Modeling of stability conditions of natural gas clathrate hydrates using least squares support vector machine approach

Abstract

This paper concerns a novel computer-based approach namely Least Square version of Support Vector Machine (LSSVM) algorithm to estimate/represent hydrate forming/dissociating conditions of various gases in the presence of pure water or aqueous solutions of salt(s) and/or alcohol(s). To this end, several models have been presented to predict the hydrate dissociating temperature (HDT) of C1, C2, C3, i-C4, CO2, H2S, N2, and natural gas mixtures in pure water or additive containing solutions. For modeling purpose, an extensive database comprising more than 3900 experimental data have been gathered from the literate from 1940 to 2013. The collected databank covers wide range of experimental conditions at solid/liquid/vapor or solid/ice/vapor equilibrium of distinct hydrate systems.
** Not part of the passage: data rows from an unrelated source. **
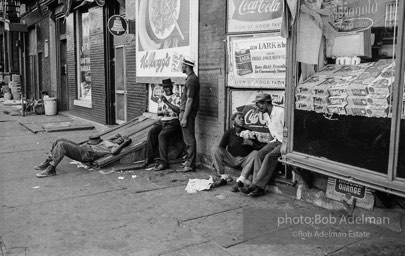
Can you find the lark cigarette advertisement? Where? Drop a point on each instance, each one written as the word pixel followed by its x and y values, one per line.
pixel 242 101
pixel 254 16
pixel 167 30
pixel 257 62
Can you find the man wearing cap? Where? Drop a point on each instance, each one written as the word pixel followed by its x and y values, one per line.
pixel 190 103
pixel 89 151
pixel 266 160
pixel 168 125
pixel 235 150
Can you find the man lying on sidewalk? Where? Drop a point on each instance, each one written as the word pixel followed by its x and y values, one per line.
pixel 234 150
pixel 90 151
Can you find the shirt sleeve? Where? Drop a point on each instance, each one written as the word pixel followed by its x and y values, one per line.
pixel 225 139
pixel 191 89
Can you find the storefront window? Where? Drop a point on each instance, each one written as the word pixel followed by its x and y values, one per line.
pixel 401 152
pixel 83 62
pixel 343 102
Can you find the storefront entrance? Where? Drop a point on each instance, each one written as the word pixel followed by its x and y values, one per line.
pixel 120 85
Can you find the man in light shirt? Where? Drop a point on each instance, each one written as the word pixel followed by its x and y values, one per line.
pixel 266 159
pixel 167 127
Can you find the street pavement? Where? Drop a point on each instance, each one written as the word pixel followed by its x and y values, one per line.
pixel 86 212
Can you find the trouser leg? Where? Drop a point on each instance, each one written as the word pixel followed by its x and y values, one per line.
pixel 247 164
pixel 262 177
pixel 168 130
pixel 61 139
pixel 190 141
pixel 152 141
pixel 220 158
pixel 71 150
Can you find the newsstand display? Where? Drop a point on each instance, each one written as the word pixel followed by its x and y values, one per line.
pixel 345 99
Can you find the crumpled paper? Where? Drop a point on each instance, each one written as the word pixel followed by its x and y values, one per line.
pixel 195 185
pixel 81 165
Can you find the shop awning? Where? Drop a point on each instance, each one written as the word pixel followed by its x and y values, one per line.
pixel 71 5
pixel 18 27
pixel 13 27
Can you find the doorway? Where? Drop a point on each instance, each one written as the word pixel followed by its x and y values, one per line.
pixel 120 85
pixel 63 91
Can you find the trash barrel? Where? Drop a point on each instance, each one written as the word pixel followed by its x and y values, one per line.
pixel 50 106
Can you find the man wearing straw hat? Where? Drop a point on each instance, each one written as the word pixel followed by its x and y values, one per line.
pixel 89 151
pixel 189 105
pixel 266 159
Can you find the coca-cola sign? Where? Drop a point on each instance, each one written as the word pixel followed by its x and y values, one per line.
pixel 257 10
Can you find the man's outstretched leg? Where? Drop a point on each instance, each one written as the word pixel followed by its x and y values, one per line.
pixel 45 164
pixel 65 148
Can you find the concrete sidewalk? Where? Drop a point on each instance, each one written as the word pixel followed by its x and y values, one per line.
pixel 84 212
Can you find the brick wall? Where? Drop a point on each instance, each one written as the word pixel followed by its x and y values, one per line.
pixel 97 58
pixel 44 62
pixel 211 73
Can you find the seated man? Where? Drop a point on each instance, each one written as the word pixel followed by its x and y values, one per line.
pixel 90 151
pixel 269 154
pixel 234 150
pixel 167 126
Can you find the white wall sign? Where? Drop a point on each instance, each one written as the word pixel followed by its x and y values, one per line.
pixel 166 32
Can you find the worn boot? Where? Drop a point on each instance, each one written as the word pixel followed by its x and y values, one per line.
pixel 44 165
pixel 49 171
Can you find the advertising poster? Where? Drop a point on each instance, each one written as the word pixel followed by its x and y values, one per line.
pixel 155 91
pixel 242 101
pixel 257 62
pixel 254 16
pixel 359 15
pixel 166 31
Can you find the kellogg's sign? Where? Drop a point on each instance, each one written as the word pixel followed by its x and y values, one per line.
pixel 254 15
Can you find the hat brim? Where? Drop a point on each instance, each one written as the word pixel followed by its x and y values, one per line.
pixel 188 63
pixel 94 142
pixel 264 100
pixel 167 85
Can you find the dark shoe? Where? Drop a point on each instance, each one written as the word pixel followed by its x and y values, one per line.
pixel 43 166
pixel 160 167
pixel 186 169
pixel 257 192
pixel 49 171
pixel 248 190
pixel 146 162
pixel 238 185
pixel 219 183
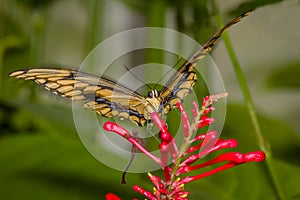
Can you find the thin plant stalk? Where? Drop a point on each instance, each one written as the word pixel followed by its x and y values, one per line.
pixel 263 145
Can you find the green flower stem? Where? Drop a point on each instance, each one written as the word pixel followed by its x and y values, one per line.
pixel 95 18
pixel 250 105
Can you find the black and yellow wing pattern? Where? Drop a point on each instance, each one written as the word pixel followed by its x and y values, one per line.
pixel 110 99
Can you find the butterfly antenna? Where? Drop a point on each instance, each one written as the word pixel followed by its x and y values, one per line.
pixel 136 77
pixel 207 47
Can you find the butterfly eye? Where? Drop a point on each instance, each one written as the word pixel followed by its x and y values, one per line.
pixel 153 94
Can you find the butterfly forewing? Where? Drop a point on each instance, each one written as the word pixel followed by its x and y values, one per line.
pixel 114 100
pixel 99 94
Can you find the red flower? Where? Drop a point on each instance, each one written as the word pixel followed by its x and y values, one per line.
pixel 185 155
pixel 111 196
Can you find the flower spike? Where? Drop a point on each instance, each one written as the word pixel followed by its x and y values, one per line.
pixel 186 158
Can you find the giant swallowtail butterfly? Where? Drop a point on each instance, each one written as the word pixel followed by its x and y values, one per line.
pixel 110 99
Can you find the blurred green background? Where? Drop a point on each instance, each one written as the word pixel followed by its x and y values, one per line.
pixel 41 156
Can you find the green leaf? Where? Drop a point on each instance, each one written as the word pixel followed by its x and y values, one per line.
pixel 285 77
pixel 42 167
pixel 250 5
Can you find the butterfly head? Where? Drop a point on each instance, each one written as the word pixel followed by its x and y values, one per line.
pixel 153 94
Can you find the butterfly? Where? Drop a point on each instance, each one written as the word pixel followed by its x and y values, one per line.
pixel 110 99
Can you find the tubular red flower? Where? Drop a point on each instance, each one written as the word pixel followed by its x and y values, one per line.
pixel 144 192
pixel 171 186
pixel 110 126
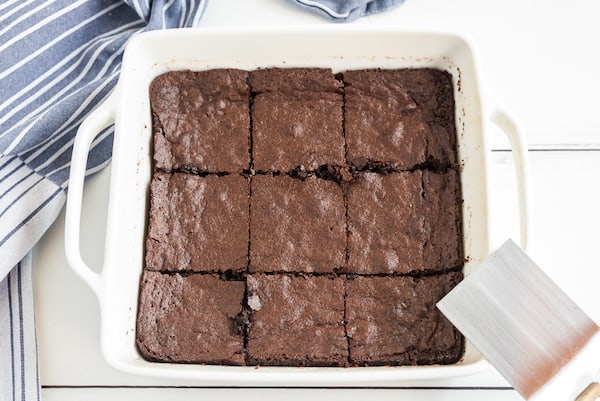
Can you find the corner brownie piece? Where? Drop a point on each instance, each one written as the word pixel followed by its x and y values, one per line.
pixel 201 120
pixel 394 321
pixel 404 223
pixel 190 319
pixel 198 223
pixel 296 225
pixel 400 117
pixel 296 320
pixel 296 119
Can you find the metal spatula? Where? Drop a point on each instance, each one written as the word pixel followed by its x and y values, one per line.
pixel 528 328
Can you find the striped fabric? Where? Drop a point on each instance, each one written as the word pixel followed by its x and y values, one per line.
pixel 347 10
pixel 58 60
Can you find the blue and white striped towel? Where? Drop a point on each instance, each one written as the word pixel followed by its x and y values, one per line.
pixel 58 60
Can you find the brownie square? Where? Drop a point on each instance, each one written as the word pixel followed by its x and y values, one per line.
pixel 201 120
pixel 404 223
pixel 296 225
pixel 296 119
pixel 400 117
pixel 198 223
pixel 296 320
pixel 190 319
pixel 394 321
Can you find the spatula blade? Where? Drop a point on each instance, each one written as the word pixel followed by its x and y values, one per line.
pixel 518 318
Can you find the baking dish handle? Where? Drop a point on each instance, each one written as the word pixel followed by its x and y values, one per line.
pixel 511 127
pixel 99 119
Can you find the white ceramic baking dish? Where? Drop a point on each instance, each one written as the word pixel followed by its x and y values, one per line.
pixel 337 47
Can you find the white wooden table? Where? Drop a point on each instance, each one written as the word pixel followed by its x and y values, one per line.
pixel 539 57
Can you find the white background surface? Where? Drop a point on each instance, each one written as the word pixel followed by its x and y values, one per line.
pixel 540 59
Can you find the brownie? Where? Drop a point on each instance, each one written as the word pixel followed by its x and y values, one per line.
pixel 394 321
pixel 201 120
pixel 404 222
pixel 296 320
pixel 296 119
pixel 198 223
pixel 400 117
pixel 296 225
pixel 190 319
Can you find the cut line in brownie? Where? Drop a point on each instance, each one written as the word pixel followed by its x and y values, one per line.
pixel 190 319
pixel 296 225
pixel 394 321
pixel 296 119
pixel 198 223
pixel 297 220
pixel 201 120
pixel 404 118
pixel 404 223
pixel 291 325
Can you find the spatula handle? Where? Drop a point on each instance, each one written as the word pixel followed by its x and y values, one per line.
pixel 590 393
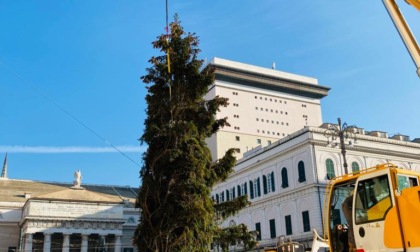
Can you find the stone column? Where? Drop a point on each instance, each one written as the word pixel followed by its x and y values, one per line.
pixel 117 247
pixel 66 242
pixel 28 242
pixel 84 243
pixel 47 242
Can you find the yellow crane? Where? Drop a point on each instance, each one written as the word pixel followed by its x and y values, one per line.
pixel 404 30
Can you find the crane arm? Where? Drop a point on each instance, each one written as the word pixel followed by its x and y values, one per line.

All the proposed models reproduce the targets with R2 of greater than 0.97. The predictions of the developed LSSVM models for hydrate systems of C1, C2, C3, i-C4, CO2, H2S, N2, and natural gas mixtures are in good agreement with corresponding experimental data with the average absolute relative deviation percent (%AARD) equal to %0.22, %0.33, %0.26, %0.07, %0.47, %0.56, %0.08, and %0.34, respectively.